STOCK, Brian. After Augustine: the meditative reader and the text. Philadelphia: University of Pennsylvania Press, 2001.

DURANTE A ANTIGUIDADE TARDIA E A IDADE MÉDIA

Os exercícios espirituais associados ao autoaperfeiçoamento eram normalmente baseados em extensos períodos de leitura e meditação.

A abordagem da leitura que Agostinho desenvolveu aparece principalmente em sua filosofia da linguagem, em seu método para interpretar a Bíblia e em seu relato pessoal de sua educação espiritual.

Agostinho incorporou suas visões sobre leitura e interpretação em seu retrato de si mesmo em seus primeiros anos nas Confissões.

Agostinho fez uma jornada de autodescoberta, mas, em contraste com outros autores antigos, foi uma na qual a figura do filósofo foi complementada pela do leitor reflexivo.

A ênfase de Agostinho no leitor reflexivo também ofereceu uma nova abordagem ao pensamento ético.

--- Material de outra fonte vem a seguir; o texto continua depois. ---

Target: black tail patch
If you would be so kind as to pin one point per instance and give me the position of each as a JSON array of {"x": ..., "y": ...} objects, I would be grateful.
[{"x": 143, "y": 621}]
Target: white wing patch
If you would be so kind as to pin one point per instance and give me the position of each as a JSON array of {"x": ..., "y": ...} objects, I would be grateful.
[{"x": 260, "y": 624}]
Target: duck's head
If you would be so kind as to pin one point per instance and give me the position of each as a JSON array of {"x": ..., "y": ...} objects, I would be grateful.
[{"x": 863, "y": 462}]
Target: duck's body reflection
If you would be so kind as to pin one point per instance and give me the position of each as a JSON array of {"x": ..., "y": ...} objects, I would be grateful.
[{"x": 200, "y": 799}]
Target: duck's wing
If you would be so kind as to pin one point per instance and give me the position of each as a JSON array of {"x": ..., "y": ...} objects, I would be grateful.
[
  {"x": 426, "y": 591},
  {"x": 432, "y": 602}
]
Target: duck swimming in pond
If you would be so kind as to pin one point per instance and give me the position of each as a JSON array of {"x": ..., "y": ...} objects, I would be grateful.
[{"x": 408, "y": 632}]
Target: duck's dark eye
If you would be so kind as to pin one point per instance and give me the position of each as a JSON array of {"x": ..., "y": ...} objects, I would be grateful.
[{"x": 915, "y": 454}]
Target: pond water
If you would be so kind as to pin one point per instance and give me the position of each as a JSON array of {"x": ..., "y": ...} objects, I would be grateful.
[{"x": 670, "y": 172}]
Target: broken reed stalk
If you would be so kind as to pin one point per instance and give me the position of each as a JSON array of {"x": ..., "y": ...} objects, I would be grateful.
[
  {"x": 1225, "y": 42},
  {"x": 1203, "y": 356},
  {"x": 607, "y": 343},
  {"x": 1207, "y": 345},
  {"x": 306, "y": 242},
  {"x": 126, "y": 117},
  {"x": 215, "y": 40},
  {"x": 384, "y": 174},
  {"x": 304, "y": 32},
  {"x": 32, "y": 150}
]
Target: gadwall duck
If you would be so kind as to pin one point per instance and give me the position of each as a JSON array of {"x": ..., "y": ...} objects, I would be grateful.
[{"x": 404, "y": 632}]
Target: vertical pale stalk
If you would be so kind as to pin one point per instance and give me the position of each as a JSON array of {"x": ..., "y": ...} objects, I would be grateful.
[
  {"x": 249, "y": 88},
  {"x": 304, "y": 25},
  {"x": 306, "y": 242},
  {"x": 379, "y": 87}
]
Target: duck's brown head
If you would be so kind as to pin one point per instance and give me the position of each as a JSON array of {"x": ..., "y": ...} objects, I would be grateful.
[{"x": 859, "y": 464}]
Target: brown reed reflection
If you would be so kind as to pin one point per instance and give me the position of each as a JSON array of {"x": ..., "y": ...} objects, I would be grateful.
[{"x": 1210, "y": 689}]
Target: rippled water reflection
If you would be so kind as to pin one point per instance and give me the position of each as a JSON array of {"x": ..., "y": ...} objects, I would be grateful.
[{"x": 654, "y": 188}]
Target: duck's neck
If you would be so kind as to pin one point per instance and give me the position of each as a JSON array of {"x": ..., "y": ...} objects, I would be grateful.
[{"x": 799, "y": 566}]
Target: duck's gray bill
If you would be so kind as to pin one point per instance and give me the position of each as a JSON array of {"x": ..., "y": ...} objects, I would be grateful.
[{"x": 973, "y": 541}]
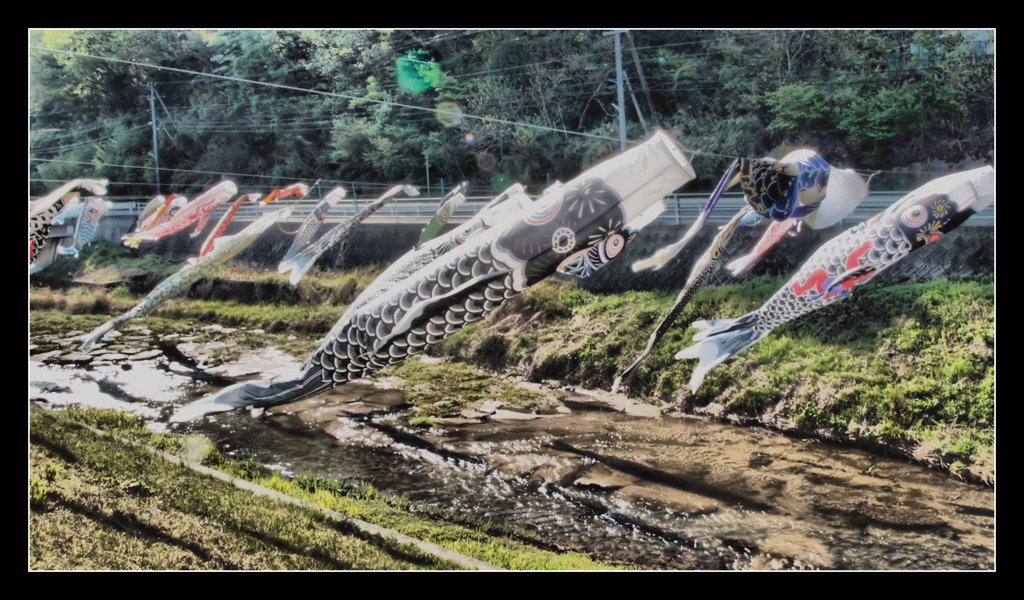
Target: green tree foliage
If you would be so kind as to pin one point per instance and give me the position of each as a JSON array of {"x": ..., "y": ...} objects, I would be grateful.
[{"x": 870, "y": 99}]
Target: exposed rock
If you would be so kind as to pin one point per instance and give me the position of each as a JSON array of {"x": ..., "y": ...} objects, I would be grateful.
[
  {"x": 112, "y": 356},
  {"x": 46, "y": 356},
  {"x": 74, "y": 358},
  {"x": 503, "y": 415},
  {"x": 676, "y": 500},
  {"x": 886, "y": 514},
  {"x": 759, "y": 460},
  {"x": 145, "y": 355},
  {"x": 806, "y": 550},
  {"x": 601, "y": 476}
]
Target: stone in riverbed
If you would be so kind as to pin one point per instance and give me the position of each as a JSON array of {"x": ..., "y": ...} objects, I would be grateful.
[
  {"x": 112, "y": 356},
  {"x": 503, "y": 415},
  {"x": 145, "y": 355},
  {"x": 600, "y": 476},
  {"x": 74, "y": 358},
  {"x": 46, "y": 356}
]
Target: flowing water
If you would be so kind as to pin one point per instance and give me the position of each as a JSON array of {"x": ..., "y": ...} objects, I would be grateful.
[{"x": 644, "y": 491}]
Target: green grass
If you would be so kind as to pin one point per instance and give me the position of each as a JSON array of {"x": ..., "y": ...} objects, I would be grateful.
[
  {"x": 909, "y": 366},
  {"x": 113, "y": 506},
  {"x": 142, "y": 511},
  {"x": 101, "y": 254}
]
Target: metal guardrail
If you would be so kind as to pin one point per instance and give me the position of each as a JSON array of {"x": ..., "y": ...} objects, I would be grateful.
[{"x": 681, "y": 209}]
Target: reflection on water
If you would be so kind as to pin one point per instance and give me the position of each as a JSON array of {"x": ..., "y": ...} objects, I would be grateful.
[{"x": 657, "y": 493}]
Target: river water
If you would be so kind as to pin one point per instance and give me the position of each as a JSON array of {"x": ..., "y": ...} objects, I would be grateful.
[{"x": 658, "y": 493}]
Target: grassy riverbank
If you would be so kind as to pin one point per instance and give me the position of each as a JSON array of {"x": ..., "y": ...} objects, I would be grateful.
[
  {"x": 100, "y": 504},
  {"x": 907, "y": 369}
]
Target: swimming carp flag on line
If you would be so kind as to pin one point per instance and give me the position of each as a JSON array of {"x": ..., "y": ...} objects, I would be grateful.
[{"x": 476, "y": 277}]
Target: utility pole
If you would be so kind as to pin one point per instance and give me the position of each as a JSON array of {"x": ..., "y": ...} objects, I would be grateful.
[
  {"x": 427, "y": 157},
  {"x": 643, "y": 80},
  {"x": 619, "y": 86},
  {"x": 153, "y": 115}
]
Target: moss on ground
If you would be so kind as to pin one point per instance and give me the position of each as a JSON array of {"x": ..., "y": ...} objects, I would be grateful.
[
  {"x": 909, "y": 365},
  {"x": 98, "y": 503}
]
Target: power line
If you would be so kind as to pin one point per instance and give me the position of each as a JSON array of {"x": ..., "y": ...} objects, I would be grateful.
[
  {"x": 327, "y": 93},
  {"x": 201, "y": 172}
]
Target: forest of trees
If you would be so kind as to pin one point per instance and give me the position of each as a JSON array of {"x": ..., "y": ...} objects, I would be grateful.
[{"x": 496, "y": 102}]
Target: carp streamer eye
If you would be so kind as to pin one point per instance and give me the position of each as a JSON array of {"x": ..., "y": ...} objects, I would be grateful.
[
  {"x": 613, "y": 246},
  {"x": 562, "y": 240},
  {"x": 914, "y": 216}
]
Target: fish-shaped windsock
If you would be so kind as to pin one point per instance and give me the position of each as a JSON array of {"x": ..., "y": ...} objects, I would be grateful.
[
  {"x": 307, "y": 232},
  {"x": 302, "y": 261},
  {"x": 151, "y": 207},
  {"x": 699, "y": 272},
  {"x": 42, "y": 212},
  {"x": 776, "y": 231},
  {"x": 225, "y": 219},
  {"x": 444, "y": 212},
  {"x": 224, "y": 248},
  {"x": 801, "y": 185},
  {"x": 293, "y": 190},
  {"x": 198, "y": 211},
  {"x": 511, "y": 202},
  {"x": 850, "y": 259},
  {"x": 470, "y": 282},
  {"x": 73, "y": 208},
  {"x": 86, "y": 226}
]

Agostinho acreditava que a perspectiva moral é condicionada pelo contexto literário no qual as declarações éticas são situadas, bem como pela interpretação dessas declarações dentro de gêneros filosóficos reconhecíveis.

AUTORES MEDIEVAIS

Os autores medievais transformaram e ocasionalmente discordaram dos métodos de autoanálise empregados por Agostinho.

Uma das obras do período medieval tardio que aborda a questão da autodefinição literária é o Secretum de Petrarca, assunto do capítulo 5.

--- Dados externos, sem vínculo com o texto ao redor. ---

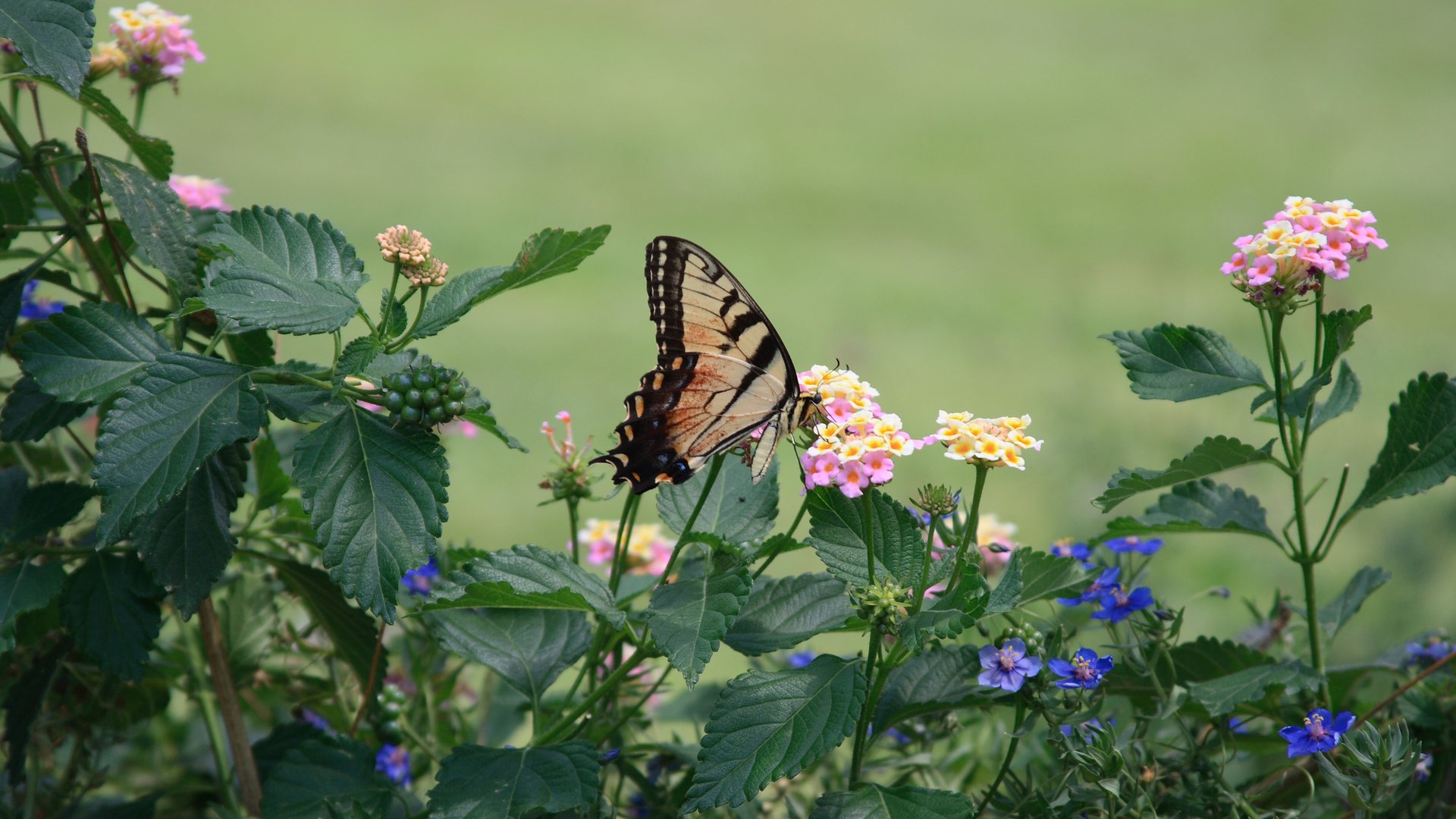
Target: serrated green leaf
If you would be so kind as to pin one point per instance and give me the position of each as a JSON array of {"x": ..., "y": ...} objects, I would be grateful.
[
  {"x": 526, "y": 577},
  {"x": 188, "y": 542},
  {"x": 528, "y": 648},
  {"x": 1181, "y": 363},
  {"x": 737, "y": 509},
  {"x": 270, "y": 479},
  {"x": 351, "y": 632},
  {"x": 934, "y": 681},
  {"x": 1345, "y": 607},
  {"x": 511, "y": 783},
  {"x": 906, "y": 802},
  {"x": 1222, "y": 694},
  {"x": 946, "y": 615},
  {"x": 161, "y": 428},
  {"x": 322, "y": 773},
  {"x": 86, "y": 353},
  {"x": 156, "y": 218},
  {"x": 30, "y": 414},
  {"x": 546, "y": 254},
  {"x": 781, "y": 613},
  {"x": 770, "y": 725},
  {"x": 1343, "y": 398},
  {"x": 481, "y": 417},
  {"x": 53, "y": 37},
  {"x": 1213, "y": 455},
  {"x": 1197, "y": 506},
  {"x": 1420, "y": 445},
  {"x": 691, "y": 615},
  {"x": 291, "y": 273},
  {"x": 836, "y": 532},
  {"x": 376, "y": 496},
  {"x": 109, "y": 607}
]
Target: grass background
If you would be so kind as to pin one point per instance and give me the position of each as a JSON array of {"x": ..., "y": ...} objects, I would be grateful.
[{"x": 952, "y": 199}]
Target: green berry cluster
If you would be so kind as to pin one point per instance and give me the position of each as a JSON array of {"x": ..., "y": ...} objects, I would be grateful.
[{"x": 425, "y": 394}]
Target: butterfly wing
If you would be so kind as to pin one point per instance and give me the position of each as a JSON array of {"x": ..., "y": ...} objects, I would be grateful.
[{"x": 721, "y": 372}]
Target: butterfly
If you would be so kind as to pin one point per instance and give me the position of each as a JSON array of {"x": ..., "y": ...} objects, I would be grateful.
[{"x": 721, "y": 373}]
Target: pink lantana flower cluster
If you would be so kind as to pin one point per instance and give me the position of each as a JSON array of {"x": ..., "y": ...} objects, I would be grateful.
[
  {"x": 152, "y": 46},
  {"x": 648, "y": 551},
  {"x": 1302, "y": 245},
  {"x": 987, "y": 442},
  {"x": 200, "y": 193},
  {"x": 859, "y": 442}
]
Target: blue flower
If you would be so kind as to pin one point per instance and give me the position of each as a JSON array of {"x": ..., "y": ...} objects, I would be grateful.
[
  {"x": 1321, "y": 732},
  {"x": 1009, "y": 667},
  {"x": 1134, "y": 544},
  {"x": 33, "y": 308},
  {"x": 421, "y": 580},
  {"x": 1101, "y": 586},
  {"x": 1119, "y": 605},
  {"x": 394, "y": 763},
  {"x": 1085, "y": 670},
  {"x": 1066, "y": 548},
  {"x": 800, "y": 659}
]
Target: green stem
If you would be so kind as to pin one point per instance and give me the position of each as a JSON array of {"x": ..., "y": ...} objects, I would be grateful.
[
  {"x": 1011, "y": 752},
  {"x": 708, "y": 485},
  {"x": 973, "y": 522}
]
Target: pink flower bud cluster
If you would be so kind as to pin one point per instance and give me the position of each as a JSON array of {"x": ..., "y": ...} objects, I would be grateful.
[
  {"x": 1302, "y": 245},
  {"x": 858, "y": 447},
  {"x": 202, "y": 194},
  {"x": 152, "y": 44},
  {"x": 648, "y": 551}
]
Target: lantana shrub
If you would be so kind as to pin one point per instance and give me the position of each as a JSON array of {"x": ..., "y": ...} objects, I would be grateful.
[{"x": 223, "y": 594}]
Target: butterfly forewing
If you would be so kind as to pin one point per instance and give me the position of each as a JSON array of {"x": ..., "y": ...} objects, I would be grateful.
[{"x": 723, "y": 371}]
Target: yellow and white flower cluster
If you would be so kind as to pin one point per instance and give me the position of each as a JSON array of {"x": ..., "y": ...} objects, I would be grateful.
[{"x": 989, "y": 442}]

Um dos problemas abordados nesses capítulos é a gradual transformação do pensamento sobre as emoções durante a antiguidade tardia e a Idade Média.

CAPÍTULO 6

O capítulo 6 volta-se para outro aspecto da história da leitura no início do período moderno: as atitudes em relação ao pensamento utópico em Agostinho e Thomas More.

O CAPÍTULO FINAL

O capítulo final é uma tentativa de introduzir temas da história da leitura no quadro tradicional no qual o problema da identidade cultural europeia tem sido estudado por meio da filologia românica e disciplinas históricas relacionadas.